12-10-2012 08:24 AM
12-10-2012 09:58 AM
I have seen CVMVolDg resources time-out before and this is due to busy systems, where the "dd" read on the volumes in the "CVMVolume" attribute does not have enough time to complete and this is made worse when several volumes are specified for the "CVMVolume" attribute. However your resource is not experiencing timeouts, rather the "dd" read seems to be failing - see extract from your engine log:
VCS ERROR V-16-10011-1097 (db2) CVMVolDg:cvmvoldg1:monitor:Device /dev/vx/rdsk/yyzc-cfsdg01/cfsdg01-vol001 could not be read at offset 0
I can think of 3 causes:
The dd command the agent is running is:
dd if=/dev/vx/rdsk/yyzc-cfsdg01/cfsdg01-vol001 of=/dev/null count=1 skip=$_cdi_offset bs=1024
where $_cdi_offset is randomly generated, but this maybe failing as all errors say they are trying to read from offset 0.
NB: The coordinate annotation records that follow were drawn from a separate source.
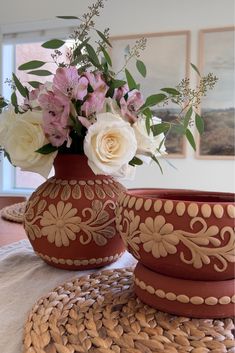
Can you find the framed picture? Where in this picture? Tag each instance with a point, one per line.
(166, 57)
(216, 55)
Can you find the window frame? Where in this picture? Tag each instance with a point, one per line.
(13, 34)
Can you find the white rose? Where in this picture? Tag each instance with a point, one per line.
(110, 144)
(23, 137)
(148, 145)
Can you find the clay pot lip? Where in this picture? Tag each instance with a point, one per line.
(184, 195)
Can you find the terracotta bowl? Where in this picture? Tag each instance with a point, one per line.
(180, 233)
(184, 242)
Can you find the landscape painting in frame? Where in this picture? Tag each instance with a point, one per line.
(216, 55)
(166, 58)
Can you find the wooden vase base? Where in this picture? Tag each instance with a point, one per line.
(190, 298)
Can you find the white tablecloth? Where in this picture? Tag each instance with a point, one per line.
(24, 278)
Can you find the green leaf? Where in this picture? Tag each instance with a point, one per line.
(171, 91)
(102, 36)
(158, 163)
(106, 55)
(160, 128)
(14, 102)
(136, 161)
(46, 149)
(53, 44)
(141, 68)
(199, 124)
(190, 139)
(153, 100)
(19, 86)
(187, 117)
(161, 143)
(77, 50)
(130, 80)
(117, 83)
(148, 114)
(178, 129)
(34, 64)
(14, 99)
(6, 154)
(34, 84)
(40, 73)
(195, 69)
(110, 92)
(68, 17)
(79, 59)
(92, 55)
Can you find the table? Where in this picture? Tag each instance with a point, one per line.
(24, 278)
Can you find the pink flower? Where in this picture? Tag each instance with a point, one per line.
(67, 82)
(93, 104)
(129, 107)
(56, 135)
(55, 107)
(56, 111)
(96, 82)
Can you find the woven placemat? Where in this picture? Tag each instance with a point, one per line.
(99, 313)
(14, 213)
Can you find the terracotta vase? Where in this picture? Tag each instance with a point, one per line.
(184, 242)
(70, 219)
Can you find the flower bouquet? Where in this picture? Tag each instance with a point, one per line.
(88, 111)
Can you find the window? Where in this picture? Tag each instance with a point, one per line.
(18, 48)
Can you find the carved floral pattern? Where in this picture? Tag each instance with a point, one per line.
(160, 238)
(157, 237)
(60, 224)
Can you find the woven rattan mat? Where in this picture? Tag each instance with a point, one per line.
(99, 313)
(14, 213)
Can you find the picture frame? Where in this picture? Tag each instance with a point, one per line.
(162, 71)
(216, 55)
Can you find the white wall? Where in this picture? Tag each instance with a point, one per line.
(143, 16)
So you could try running independent "dd" in a cron every minute to see if these fail to try and determine where the issue is.
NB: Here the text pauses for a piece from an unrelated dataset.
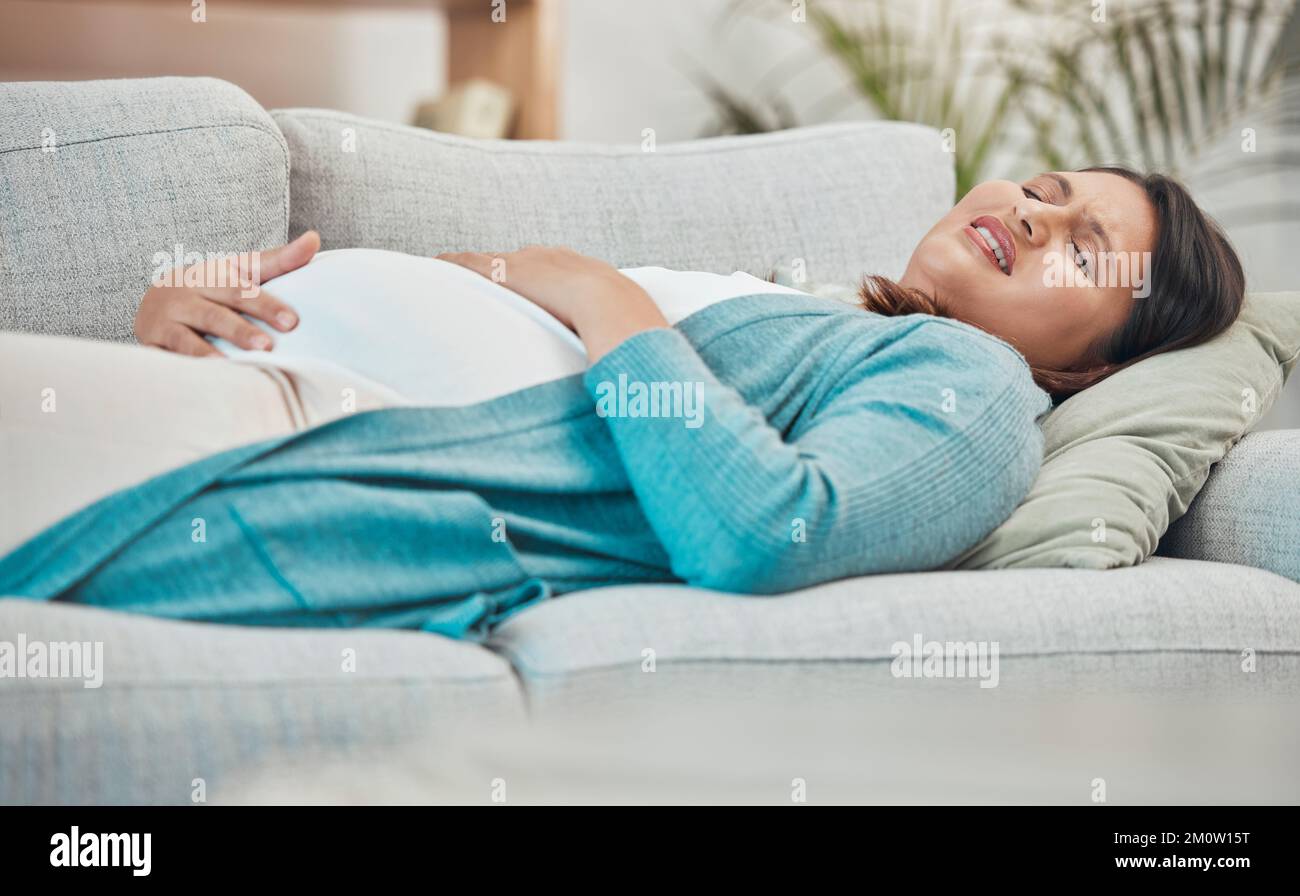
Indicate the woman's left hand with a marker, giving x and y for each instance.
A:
(585, 294)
As a work-a-round to your current issue, you could set a non-zero ToleranceLimit on the CVMVolDg type so a certain number of failures are ignored, but the downside of this, is if there is a real failure, then failover could be delayed. You can set ToleranceLimit, to 2, for example using:
hatype -modfiy CVMVolDg ToleranceLimit 2
Mike
12-11-2012 12:59 AM
Thanks Mike.
Today, I did some tests by using dd command and also I had been opening debug mode for CVMVolDg agent and HAD daemon which are adviced from Symantec Support in China. Actually, I think the storage hardware layer access from db2 has no problems, because that the /dev/vx/rdsk/yyzc-cfsdg01/cfsdg01-vol002 volume on db2 is working nicely. As I mentioned above, the problematical volume cfsdg01-vol001 is working fine on other nine nodes. So, I think it's not a physical problem. The tests methods and logs attached following:
Test for cfsdg01-vol001
=====================================================================
#more /tmp/ddvol
while [ 1 ]; do
/bin/sleep 1
date >> /tmp/ddvol.out
dd if=/dev/vx/dsk/yyzc-cfsdg01/cfsdg01-vol001 of=/dev/null count=1024 bs=512 >> /tmp/ddvol.out 2>&1
done
#/tmp/ ddvol &
Test for a Hard Disk
=====================================================================
#more /tmp/dddisk &
while [ 1 ]; do
/bin/sleep 1
date >> /tmp/dd.disk
dd if=/dev/hdisk98 of=/dev/null count=1024 bs=512 skip=65791 >> /tmp/dd.disk 2>&1
done
#/tmp/ dddisk &
opening Debug Mode for CVMVolDG agent and HAD daemon
====================================================================
# haconf -makerw
# /opt/VRTSvcs/bin/hatype -modify CVMVolDg LogDbg -add DBG_1 DBG_2 DBG_3 DBG_4 DBG_5 DBG_AGDEBUG DBG_AGINFO DBG_AGTRACE
# /opt/VRTSvcs/bin/haconf -dump –makero
# haconf -makerw
# halog -addtags DBG_POLICY
# halog -addtags DBG_TRACE
# halog -addtags DBG_AGTRACE
# halog -addtags DBG_AGINFO
# halog -addtags DBG_AGDEBUG
# haconf -dump -makero
Finally, the symptom was appears again at 2012/12/11 11:46:16
I attached all logs output from these tests and also I upload a VRTSexplorer logs hope useful for analyze my problem.
THX.
12-11-2012 02:03 AM
As the dd's in your test were successul there must be an issue with the agent. The agent code is located in /opt/VRTSvcs/bin/CVMVolDg and so the file "monitor" runs:
cvmvoldg_do_iotest 0 _cvm_res
Funtion cvmvoldg_do_iotest is from file cvmvoldg.lib and which says:
# cvmvoldg_do_iotest : do IO to a set of 10 volumes.# Takes two(2) arguments. The first is 'quiet' - whether to print a message# about the exact IO command that failed. The second is the result, which# will be non-zero in case of any error.